Miami Dade College and Goldman Sachs are teaming up to launch the investment banking firm’s 10,000 Small Businesses program in South Florida. The program, aimed at helping existing companies grow and create more jobs, will be funded with a $5 million grant from Goldman Sachs.
MDC and Goldman Sachs made the announcement at a press conference and luncheon Tuesday at the Freedom Tower attended by a roomful of local and national government, community and business leaders, including the mayors of Miami and Miami-Dade, the president of the U.S. Hispanic Chamber and a former U.S. Secretary of Education.
Goldman Sachs’ 10,000 Small Businesses is a $500 million investment launched in 2010 to provide entrepreneurs with a practical business education as well as access to capital and business support services, all free to program participants. The program is already operating in 15 other locations, including Chicago, Houston, Los Angeles, New Orleans, New York and Philadelphia. MDC will receive the five-year grant from Goldman Sachs to run and support this program, which will be offered through its School of Business in collaboration with the School of Continuing Education and Professional Development.
“We are celebrating a wonderful victory for our community,” said MDC President Eduardo J. Padrón. “We have a great tradition of making education accessible to our students. We look forward to making this program accessible to small businesses that ordinarily would not have access to this level of services.”
Those services are already bringing results in other parts of the country. Within six months of completing the program, about 63 percent of 10,000 Small Businesses participants reported an increase in revenues, 47 percent reported creating net new jobs, and 75 percent did business with one another. The program has a 99 percent completion rate, said Dina Habib Powell, president of the Goldman Sachs Foundation. “This is a long-term investment. This really is a commitment of partners. We understand the path to job creation is through our young small businesses,” Powell said.
Teresa Lawrence, owner of Delta Personnel, a staffing company in New Orleans, is a 2012 graduate of the program in Louisiana. The Cuban-American who came through the Freedom Tower said she has doubled her sales, from $2.3 million last year to an expected $5 million in annual revenue this year. She also said she benefits from the growing alumni network — 1,600 small businesses nationwide that have already graduated from the program.

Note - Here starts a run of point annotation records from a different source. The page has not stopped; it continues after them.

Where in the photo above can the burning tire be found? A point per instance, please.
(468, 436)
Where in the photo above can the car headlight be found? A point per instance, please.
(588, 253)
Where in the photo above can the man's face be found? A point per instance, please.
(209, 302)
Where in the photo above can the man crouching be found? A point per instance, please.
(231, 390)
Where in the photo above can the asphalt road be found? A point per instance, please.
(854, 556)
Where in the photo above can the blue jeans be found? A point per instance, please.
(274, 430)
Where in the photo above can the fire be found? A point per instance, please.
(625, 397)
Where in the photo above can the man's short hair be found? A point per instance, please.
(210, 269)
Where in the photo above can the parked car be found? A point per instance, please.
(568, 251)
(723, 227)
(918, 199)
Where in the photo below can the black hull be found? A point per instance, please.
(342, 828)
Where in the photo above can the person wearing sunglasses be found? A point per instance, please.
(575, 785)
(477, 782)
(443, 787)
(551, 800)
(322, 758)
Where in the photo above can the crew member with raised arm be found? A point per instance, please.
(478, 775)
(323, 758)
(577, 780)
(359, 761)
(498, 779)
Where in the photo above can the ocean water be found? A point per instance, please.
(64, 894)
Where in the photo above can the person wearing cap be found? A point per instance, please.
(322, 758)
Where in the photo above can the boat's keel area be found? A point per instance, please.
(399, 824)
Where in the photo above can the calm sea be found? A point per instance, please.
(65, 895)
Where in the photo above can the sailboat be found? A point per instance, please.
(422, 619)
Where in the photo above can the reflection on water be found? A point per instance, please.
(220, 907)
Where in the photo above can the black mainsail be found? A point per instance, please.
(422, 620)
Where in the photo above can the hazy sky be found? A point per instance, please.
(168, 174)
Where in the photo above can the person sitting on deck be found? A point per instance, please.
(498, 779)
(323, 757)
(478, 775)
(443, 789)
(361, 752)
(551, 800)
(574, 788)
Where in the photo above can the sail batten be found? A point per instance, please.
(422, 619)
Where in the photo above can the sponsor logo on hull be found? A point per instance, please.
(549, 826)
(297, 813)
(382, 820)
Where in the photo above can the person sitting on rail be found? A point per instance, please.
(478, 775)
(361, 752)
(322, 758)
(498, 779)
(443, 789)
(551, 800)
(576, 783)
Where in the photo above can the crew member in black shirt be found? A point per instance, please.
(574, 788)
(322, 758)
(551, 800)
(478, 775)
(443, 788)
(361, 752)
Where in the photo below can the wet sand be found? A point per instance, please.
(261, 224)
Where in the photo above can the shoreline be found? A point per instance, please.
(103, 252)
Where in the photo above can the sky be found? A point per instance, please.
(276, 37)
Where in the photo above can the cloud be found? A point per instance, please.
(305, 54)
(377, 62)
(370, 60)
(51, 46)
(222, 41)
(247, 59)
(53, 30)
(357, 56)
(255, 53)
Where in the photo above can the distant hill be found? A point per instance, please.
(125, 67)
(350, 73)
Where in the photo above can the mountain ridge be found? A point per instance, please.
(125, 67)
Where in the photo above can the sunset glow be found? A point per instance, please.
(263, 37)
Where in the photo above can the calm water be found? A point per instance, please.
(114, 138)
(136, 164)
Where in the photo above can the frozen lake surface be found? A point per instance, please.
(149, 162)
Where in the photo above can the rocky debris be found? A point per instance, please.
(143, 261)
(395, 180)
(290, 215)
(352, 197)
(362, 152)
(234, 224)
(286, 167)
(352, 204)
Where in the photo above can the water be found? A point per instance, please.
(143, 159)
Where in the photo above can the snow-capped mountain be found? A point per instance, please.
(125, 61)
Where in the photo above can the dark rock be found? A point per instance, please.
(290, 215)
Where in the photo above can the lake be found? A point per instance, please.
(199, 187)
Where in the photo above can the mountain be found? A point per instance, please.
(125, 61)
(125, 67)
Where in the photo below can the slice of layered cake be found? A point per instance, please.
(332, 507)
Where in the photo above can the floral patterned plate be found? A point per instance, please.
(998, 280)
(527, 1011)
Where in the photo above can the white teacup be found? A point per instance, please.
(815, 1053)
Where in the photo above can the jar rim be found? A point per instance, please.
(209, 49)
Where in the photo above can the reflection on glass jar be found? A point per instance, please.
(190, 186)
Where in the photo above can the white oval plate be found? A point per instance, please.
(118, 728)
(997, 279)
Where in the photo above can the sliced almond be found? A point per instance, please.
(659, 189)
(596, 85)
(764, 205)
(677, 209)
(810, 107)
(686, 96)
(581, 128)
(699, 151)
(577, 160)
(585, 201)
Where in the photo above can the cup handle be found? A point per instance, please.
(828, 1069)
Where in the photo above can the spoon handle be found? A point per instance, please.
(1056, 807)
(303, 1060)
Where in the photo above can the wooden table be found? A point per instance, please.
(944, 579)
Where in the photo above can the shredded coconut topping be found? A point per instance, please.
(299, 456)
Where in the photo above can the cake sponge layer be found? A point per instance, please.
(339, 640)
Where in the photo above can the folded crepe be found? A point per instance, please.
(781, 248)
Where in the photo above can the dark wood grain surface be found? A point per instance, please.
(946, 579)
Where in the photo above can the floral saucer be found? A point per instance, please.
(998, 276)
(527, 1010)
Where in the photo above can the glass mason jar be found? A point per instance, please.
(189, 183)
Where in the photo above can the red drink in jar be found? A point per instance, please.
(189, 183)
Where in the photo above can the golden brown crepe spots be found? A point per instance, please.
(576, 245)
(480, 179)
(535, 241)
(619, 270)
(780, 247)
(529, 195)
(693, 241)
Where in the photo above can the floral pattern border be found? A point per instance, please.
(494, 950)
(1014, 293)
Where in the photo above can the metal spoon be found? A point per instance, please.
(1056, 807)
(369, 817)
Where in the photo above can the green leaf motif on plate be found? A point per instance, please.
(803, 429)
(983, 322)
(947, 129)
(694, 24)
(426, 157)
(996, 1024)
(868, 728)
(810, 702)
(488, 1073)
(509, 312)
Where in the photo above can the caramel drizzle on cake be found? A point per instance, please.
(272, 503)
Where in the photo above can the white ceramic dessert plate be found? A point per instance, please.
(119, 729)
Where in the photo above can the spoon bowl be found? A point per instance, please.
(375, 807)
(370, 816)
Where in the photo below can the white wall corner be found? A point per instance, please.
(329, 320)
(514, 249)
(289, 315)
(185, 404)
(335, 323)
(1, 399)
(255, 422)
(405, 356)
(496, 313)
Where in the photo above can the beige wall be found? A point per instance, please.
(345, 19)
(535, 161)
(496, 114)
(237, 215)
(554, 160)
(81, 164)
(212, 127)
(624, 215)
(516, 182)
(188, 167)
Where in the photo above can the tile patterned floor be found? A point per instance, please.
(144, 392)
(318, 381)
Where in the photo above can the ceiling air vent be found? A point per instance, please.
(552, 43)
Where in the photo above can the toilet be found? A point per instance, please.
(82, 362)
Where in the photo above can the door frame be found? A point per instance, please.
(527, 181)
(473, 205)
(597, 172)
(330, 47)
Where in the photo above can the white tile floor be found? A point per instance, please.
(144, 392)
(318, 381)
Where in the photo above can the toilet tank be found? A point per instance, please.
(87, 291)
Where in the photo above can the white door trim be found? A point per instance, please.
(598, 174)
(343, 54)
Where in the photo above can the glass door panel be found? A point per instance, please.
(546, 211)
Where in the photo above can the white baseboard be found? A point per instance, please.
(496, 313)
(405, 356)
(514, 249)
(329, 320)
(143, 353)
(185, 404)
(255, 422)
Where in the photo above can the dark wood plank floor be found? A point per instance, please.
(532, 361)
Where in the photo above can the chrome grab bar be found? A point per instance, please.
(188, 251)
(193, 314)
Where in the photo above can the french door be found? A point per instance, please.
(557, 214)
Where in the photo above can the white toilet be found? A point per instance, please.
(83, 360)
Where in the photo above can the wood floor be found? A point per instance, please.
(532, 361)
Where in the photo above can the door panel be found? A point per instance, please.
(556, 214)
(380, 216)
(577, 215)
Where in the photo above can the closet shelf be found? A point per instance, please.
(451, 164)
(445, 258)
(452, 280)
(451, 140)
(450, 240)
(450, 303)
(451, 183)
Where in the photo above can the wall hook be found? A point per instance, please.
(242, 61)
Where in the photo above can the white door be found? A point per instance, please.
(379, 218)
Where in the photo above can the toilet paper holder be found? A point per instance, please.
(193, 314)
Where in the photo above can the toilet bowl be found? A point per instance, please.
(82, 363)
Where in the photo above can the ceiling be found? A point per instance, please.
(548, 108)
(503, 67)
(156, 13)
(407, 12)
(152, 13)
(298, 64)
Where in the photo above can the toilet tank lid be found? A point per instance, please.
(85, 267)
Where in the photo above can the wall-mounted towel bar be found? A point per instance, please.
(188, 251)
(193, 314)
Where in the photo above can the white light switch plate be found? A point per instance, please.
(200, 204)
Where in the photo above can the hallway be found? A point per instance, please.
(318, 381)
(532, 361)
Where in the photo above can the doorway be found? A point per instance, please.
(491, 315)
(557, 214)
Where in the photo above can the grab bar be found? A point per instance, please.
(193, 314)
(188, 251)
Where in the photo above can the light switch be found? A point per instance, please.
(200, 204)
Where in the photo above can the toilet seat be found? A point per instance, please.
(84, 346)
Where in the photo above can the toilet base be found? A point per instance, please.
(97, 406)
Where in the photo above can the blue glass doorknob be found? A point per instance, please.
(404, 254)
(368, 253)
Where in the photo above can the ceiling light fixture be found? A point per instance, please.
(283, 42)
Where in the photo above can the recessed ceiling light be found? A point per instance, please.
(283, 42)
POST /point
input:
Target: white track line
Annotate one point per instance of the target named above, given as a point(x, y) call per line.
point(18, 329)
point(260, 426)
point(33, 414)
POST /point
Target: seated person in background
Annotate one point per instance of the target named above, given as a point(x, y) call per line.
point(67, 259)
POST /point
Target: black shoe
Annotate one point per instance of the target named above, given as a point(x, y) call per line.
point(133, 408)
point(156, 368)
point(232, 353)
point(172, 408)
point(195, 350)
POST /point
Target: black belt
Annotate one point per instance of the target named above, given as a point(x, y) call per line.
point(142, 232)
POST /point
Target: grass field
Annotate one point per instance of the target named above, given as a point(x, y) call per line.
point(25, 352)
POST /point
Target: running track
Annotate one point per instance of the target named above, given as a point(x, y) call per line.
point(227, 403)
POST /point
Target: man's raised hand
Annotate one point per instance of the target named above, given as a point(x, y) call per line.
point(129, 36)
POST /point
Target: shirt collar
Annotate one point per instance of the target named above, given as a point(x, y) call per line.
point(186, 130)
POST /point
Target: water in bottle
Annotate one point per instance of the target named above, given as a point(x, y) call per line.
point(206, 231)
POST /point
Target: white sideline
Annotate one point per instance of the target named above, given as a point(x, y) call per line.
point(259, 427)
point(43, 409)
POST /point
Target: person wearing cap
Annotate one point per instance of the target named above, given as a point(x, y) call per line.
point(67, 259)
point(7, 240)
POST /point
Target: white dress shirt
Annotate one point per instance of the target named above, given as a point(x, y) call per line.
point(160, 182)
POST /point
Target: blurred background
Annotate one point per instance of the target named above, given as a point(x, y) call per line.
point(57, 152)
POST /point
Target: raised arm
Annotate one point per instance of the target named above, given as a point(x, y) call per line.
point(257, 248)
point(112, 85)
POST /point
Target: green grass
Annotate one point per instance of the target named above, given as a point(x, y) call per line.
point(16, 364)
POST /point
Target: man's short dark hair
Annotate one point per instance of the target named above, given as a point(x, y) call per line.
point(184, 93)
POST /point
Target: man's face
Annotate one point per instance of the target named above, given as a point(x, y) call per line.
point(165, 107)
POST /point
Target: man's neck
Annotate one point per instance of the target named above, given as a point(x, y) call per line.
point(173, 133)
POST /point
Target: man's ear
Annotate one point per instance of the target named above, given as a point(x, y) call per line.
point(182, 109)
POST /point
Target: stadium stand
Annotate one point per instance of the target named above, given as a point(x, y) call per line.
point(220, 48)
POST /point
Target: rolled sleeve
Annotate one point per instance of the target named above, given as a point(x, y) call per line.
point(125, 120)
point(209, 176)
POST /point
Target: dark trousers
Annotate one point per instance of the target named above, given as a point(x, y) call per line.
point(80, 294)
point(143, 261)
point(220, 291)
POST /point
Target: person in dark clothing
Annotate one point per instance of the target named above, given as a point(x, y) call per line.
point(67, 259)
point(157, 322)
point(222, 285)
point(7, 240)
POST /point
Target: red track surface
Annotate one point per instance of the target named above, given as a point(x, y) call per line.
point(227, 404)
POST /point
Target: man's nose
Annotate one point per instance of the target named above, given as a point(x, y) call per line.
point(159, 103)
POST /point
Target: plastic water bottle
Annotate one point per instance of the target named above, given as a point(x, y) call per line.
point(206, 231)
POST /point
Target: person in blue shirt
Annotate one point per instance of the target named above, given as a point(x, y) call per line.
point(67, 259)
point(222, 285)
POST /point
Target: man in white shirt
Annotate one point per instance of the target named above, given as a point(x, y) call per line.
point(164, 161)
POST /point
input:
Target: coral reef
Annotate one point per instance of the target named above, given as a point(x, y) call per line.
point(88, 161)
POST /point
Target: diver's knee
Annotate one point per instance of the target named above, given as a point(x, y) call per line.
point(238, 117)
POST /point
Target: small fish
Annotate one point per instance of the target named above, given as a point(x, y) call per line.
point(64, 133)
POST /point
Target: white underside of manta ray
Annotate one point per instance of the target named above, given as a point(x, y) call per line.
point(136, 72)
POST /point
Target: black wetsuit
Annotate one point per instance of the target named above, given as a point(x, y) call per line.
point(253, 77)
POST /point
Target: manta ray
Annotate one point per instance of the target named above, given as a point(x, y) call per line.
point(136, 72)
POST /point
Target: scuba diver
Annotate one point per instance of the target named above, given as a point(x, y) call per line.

Small business owners selected for the program will develop a business growth plan, said John Hall, the program’s executive director. Over the course of four months, the program will administer 100 hours of practical business class instruction, a curriculum developed by Babson College. It will also supply advisors and a network to surround and help them, said Hall, who has headed five businesses, founded three, worked in executive positions in several industries and consulted small businesses. Noting that there is already a number of resources for startups, the program can play a critical role in the entrepreneurial ecosystem here by helping companies that are already up and running but need help with growth strategy.
“Look for a very well-crafted program,” said Hall. “This is the 16th location — Miami has the benefit of those other 15.”
Hall said the program typically accepts small businesses operating at least two years, with at least four employees and annual revenues between $150,000 and $4 million. The small businesses can be in any industry, but the business must be ready to grow — that’s the program’s focus, said Hall. The program doesn’t end with the classes, Hall said. “We will follow and help the companies for years, ... We want the alumni to stay connected and give back” through mentoring, Hall said.
The mentors will come from the local business community, Miami Dade College’s network and Goldman Sachs, which already has a waiting list of professionals who want to participate, said Powell. Goldman Sachs opened its Miami office in 1978 and its West Palm Beach office in 2007.
The program will begin in February 2014. Applications are now being accepted, and can be downloaded at www.mdc.edu/10ksb.
MDC will serve about 80 small business owners in the first year, and about 120 in year two, with plans for continued growth, Hall said.
“If you are a small business owner, you would be crazy not to apply to this program,” said Javier Palomarez, CEO of the U.S. Hispanic Chamber. “This is the beginning of something phenomenal for this community.”